If a better-coordinated effort had been in place at the time of Richardson's disappearance, Waters said, "I'm confident that we'd have a better understanding of what happened to Mitrice Richardson."

Richardson's family has conducted four fruitless searches for the young woman, including one of the most extensive searches in the history of the Los Angeles Sheriff's Department.

While the online National Missing and Unidentified Persons System contains information on 2,856 missing people and 6,241 unidentified remains for public use, it doesn't include thousands of FBI records. Compounding the problem, authorities are required to report missing people under age 21, but not missing adults.

"It's likely that many missing-persons cases remain open for failure to connect missing-person profiles with unidentified remains that are being held," said Rep. Ted Poe (R-Texas), another sponsor of the bill.

The legislation requires the FBI to share information, excluding sensitive and confidential data, with the public database. It authorizes $50 million in grants over five years to encourage state and local officials to share information on missing people and unidentified remains.

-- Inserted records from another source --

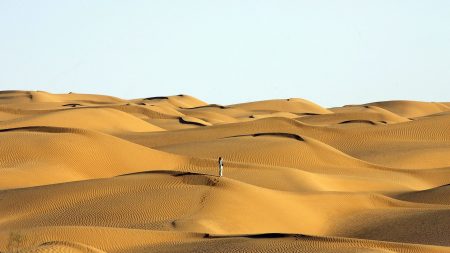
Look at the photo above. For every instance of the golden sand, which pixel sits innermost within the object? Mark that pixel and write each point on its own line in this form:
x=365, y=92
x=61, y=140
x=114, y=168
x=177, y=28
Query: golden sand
x=93, y=173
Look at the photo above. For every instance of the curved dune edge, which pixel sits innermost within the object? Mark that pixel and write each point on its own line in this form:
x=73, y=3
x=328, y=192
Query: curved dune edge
x=94, y=173
x=134, y=240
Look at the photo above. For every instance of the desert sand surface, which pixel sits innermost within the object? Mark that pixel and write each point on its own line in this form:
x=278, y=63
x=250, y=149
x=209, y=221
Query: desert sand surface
x=94, y=173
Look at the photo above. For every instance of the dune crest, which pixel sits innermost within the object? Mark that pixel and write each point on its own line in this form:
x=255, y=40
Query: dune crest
x=94, y=173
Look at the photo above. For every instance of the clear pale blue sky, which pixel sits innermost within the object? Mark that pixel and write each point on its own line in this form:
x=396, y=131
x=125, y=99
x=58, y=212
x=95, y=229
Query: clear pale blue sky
x=331, y=52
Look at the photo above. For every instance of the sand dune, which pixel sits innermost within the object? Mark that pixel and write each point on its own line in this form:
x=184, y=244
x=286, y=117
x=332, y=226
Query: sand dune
x=93, y=173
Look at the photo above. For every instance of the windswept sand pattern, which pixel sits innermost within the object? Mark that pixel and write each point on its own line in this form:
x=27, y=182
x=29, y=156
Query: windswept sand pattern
x=94, y=173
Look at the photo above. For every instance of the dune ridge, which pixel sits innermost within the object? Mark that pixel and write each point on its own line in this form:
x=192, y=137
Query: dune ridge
x=94, y=173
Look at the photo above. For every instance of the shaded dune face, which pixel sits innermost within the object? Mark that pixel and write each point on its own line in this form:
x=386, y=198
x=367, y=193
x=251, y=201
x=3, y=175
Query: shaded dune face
x=93, y=173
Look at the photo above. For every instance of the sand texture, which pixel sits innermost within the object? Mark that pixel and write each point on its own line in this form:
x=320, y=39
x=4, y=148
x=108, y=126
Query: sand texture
x=93, y=173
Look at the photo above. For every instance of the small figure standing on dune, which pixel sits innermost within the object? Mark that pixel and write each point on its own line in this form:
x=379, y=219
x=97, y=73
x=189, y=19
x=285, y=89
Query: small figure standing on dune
x=220, y=166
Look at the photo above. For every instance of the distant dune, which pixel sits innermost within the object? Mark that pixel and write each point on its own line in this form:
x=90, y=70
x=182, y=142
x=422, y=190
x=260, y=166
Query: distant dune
x=93, y=173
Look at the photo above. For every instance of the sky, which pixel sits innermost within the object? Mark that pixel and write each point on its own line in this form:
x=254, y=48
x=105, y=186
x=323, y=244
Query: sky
x=332, y=52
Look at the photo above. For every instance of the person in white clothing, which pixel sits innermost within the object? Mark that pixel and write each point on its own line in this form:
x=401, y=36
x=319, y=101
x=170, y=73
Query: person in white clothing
x=220, y=166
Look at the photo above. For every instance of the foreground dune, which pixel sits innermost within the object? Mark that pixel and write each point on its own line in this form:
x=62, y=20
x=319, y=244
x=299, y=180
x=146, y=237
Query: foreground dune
x=92, y=173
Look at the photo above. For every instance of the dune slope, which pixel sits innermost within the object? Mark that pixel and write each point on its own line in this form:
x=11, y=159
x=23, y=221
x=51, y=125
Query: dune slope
x=94, y=173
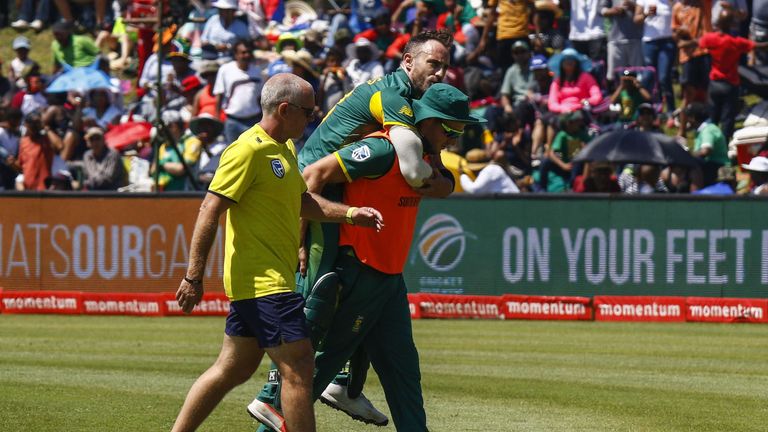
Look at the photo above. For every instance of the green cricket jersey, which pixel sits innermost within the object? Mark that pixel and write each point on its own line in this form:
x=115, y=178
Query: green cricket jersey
x=372, y=106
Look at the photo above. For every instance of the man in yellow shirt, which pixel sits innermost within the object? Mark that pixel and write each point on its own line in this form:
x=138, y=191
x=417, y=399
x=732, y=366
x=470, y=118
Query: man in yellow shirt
x=259, y=185
x=511, y=18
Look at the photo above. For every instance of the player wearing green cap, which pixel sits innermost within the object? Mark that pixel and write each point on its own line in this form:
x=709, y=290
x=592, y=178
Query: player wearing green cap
x=373, y=307
x=380, y=104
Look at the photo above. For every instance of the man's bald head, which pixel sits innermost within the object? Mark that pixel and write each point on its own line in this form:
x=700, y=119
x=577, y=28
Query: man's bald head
x=284, y=87
x=726, y=19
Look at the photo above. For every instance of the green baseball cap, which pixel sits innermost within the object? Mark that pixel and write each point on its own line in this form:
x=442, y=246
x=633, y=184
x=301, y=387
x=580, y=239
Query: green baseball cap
x=444, y=102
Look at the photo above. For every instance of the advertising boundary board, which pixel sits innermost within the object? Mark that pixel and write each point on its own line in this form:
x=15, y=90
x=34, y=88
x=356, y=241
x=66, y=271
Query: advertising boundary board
x=422, y=306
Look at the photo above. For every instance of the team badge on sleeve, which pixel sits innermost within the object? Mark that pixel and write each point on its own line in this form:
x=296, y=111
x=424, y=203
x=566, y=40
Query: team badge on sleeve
x=277, y=168
x=361, y=153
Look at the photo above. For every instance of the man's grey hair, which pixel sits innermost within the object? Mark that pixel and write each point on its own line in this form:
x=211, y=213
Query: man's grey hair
x=283, y=87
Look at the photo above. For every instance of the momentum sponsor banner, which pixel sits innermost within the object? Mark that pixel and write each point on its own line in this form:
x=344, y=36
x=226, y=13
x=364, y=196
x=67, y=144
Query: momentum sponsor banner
x=124, y=243
x=139, y=304
x=640, y=308
x=546, y=308
x=456, y=306
x=586, y=246
x=42, y=302
x=727, y=309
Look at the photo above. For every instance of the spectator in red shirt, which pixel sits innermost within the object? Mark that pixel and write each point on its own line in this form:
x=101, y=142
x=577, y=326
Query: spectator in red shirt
x=36, y=151
x=725, y=51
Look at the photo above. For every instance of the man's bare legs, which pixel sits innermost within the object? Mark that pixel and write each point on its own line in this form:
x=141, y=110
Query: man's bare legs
x=296, y=364
x=238, y=360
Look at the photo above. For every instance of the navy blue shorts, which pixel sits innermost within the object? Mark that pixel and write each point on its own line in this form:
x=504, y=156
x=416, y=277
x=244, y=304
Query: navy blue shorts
x=273, y=320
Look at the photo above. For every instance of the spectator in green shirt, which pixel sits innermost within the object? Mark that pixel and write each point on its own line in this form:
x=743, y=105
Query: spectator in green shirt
x=572, y=138
x=709, y=144
x=71, y=49
x=630, y=94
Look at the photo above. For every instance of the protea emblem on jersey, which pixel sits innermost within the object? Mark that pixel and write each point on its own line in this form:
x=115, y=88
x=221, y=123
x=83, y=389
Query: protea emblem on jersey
x=406, y=110
x=277, y=168
x=361, y=153
x=442, y=242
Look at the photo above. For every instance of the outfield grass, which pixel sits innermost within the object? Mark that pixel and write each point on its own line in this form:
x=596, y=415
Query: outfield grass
x=123, y=373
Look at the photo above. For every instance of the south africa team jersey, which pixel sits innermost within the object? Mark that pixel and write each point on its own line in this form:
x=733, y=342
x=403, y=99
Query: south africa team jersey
x=372, y=106
x=262, y=239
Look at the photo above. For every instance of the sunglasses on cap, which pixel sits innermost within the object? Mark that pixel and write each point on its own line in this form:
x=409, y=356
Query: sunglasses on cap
x=450, y=132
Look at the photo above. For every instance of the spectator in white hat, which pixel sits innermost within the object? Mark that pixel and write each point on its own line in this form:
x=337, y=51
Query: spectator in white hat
x=363, y=63
x=21, y=46
x=758, y=172
x=223, y=30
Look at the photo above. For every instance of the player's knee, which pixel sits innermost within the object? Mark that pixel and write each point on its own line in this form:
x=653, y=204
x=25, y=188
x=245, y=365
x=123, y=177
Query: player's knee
x=299, y=372
x=234, y=373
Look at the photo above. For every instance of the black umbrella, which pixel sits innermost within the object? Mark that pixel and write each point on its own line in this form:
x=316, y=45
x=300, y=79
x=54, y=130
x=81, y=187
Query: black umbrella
x=632, y=146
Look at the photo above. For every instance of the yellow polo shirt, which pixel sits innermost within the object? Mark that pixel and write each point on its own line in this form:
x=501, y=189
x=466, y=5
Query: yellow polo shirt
x=261, y=247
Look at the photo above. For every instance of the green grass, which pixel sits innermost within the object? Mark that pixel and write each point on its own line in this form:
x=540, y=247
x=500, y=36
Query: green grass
x=123, y=373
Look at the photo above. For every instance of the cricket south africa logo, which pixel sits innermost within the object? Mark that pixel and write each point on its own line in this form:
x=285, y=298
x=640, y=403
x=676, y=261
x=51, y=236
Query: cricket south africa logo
x=442, y=241
x=277, y=168
x=361, y=153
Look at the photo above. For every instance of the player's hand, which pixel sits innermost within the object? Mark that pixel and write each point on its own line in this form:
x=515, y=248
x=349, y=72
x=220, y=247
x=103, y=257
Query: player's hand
x=303, y=259
x=436, y=186
x=368, y=217
x=189, y=295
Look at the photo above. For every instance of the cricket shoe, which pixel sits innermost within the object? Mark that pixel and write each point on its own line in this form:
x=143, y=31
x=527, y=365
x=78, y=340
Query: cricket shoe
x=359, y=408
x=267, y=415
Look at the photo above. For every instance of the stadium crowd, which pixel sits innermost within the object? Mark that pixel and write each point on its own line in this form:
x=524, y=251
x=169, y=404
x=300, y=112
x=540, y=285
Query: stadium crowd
x=550, y=77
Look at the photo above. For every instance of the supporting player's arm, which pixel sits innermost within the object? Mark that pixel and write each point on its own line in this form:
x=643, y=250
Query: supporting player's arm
x=410, y=155
x=190, y=290
x=315, y=207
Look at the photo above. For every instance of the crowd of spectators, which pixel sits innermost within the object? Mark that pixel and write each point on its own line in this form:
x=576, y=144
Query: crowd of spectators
x=548, y=75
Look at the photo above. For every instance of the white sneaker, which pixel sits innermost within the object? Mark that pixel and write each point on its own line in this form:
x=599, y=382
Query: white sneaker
x=20, y=24
x=359, y=408
x=266, y=415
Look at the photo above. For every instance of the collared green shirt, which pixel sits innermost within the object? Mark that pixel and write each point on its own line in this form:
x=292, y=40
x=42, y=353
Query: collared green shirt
x=709, y=135
x=374, y=105
x=81, y=51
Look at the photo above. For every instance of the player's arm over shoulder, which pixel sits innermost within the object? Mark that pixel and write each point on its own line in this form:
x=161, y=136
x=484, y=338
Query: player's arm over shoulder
x=410, y=155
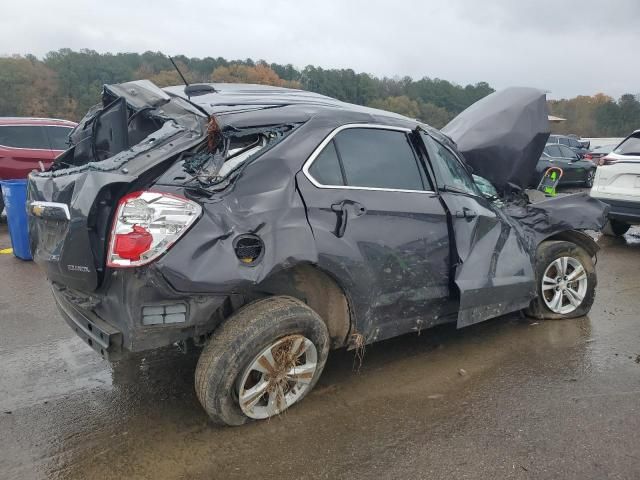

The grants program, Murphy said, would "make sure that all the information that a coroner may have in California is posted onto a national database so a family searching for their missing loved one in Connecticut has that information."

Smolinski, who has a 34-year-old daughter, never expected to be lobbying for federal legislation.

"We have tried to change the system so no family would have to endure the anguish that we have lived through these past five years."

A similar bill was introduced Tuesday in the Senate.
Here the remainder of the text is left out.